« (...) Mesmo que a Inteligência Artificial venha a facilitar a compreensão interlinguística, é possível que as pessoas invistam mais na aprendizagem de línguas, de modo a ser capazes de compreender e usar a sua significância cultural, no trabalho e em interações linguísticas.»
Foi publicado a 14 de junho, pela OCDE, o estudo A procura de competências linguísticas no mercado de trabalho europeu: evidência a partir de anúncios de emprego online. O trabalho foi desenvolvido nos 27 países da UE e no Reino Unido (RU), com dados de 2021, e analisa os requisitos de competências linguísticas, com destaque para inglês, alemão, francês, espanhol e chinês. O documento merece leitura atenta, especialmente por parte dos decisores políticos em linguística e educação; aqui apenas poderei partilhar algumas informações de interesse geral.
Uma das principais conclusões é a de que a Europa continua a ser um mercado de trabalho linguisticamente diversificado e que quem procura emprego num determinado país tem de dominar a(s) língua(s) usada(s) nesse contexto. Em média, nos países da UE e no RU, mais de 10% dos anúncios requerem explicitamente competências em línguas que não a(s) do país; em França e na Alemanha, esses valores ascendem a 45% e 32%, respetivamente. Na Áustria, Bélgica, Dinamarca, Hungria, Itália, Países Baixos, Portugal e Suécia, mais de 15% dos anúncios requerem competências em pelo menos uma língua diferente daquela em que o anúncio é redigido.
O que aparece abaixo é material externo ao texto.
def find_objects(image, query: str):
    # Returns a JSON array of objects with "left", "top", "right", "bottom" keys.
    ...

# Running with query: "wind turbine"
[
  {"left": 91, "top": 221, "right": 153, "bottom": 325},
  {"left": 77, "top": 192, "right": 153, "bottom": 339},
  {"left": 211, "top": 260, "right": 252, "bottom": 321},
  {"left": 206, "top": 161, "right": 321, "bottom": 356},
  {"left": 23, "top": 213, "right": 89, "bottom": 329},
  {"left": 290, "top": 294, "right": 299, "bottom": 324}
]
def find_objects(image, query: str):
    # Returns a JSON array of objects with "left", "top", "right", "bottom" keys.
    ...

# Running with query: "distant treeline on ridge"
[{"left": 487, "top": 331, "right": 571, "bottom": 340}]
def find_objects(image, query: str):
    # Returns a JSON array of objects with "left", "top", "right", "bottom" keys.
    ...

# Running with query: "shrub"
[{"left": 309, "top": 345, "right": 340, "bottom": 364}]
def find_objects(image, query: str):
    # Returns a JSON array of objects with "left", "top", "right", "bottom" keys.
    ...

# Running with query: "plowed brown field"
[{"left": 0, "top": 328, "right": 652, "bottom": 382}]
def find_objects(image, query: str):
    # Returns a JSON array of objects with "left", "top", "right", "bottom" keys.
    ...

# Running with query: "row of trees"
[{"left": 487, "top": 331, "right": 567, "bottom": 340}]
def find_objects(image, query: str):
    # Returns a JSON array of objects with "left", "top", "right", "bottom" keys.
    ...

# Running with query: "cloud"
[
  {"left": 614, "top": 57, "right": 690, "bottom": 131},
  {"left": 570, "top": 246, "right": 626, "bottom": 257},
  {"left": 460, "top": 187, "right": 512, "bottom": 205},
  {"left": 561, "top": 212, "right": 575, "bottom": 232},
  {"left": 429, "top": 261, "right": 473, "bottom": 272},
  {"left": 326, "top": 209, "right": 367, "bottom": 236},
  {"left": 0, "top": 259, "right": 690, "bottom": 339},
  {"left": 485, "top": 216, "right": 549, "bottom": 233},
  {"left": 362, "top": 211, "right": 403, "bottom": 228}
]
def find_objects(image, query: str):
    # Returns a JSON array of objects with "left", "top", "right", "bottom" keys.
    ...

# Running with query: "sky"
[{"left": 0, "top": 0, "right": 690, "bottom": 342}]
Apesar da heterogeneidade linguística do mercado de trabalho europeu, o domínio do inglês confere vantagens aos trabalhadores, especialmente em empregos mais qualificados. Em média, excluindo Malta e Irlanda, 22% de todas as ofertas de emprego requerem conhecimento de inglês, explícita ou implicitamente (escrevendo em inglês); em França, são 48% dos anúncios. No que tange às demais línguas focadas, apenas 1 a 2% das ofertas de emprego as mencionam. Embora o inglês seja predominante, o documento realça que, apesar de esta língua estar a emergir como língua com potencial agregador do mercado de trabalho europeu, as línguas nacionais e locais continuam a desempenhar um papel importante: a maioria das ofertas de trabalho não são publicadas em inglês, mas nas línguas nacionais de cada país, e centenas de milhares de anúncios são escritos em línguas de âmbito regional, como o galês e o basco.
Portugal é o país cujos anúncios, em média, mais requerem competências em espanhol (quase 29%), seguido da Croácia (15%). Relativamente ao alemão e ao francês, as percentagens são, respetivamente, 4,2% e os 4%, sendo o país que mais requer o francês, ultrapassado pelo Luxemburgo. Em contrapartida, o português é a penúltima língua requerida (entre 30, incluindo o chinês, o árabe e o russo), com menos de 0,1% de anúncios.
O estudo refere que as ferramentas de tradução reforçadas pela inteligência artificial (IA) poderão permitir a pessoas com competências linguísticas limitadas derrubar barreiras linguísticas e trabalhar em outros países, pelo menos em algumas ocupações. Os avanços tecnológicos deslocam as fronteiras do que os mediadores digitais são capazes de fazer e podem alterar o custo de oportunidade (i.e. o benefício potencial que um indivíduo, investidor ou homem de negócios perde quando opta por uma alternativa em vez de outra) da aquisição de competências linguísticas. Porém, mesmo que a IA venha a facilitar a compreensão interlinguística, é possível que as pessoas invistam mais na aprendizagem de línguas, de modo a ser capazes de compreender e usar a sua significância cultural, no trabalho e em interações linguísticas.
Dominar várias línguas vale a pena. E continuará a valer.
Artigo de opinião publicado no Diário de Notícias, em 26 de junho de 2023.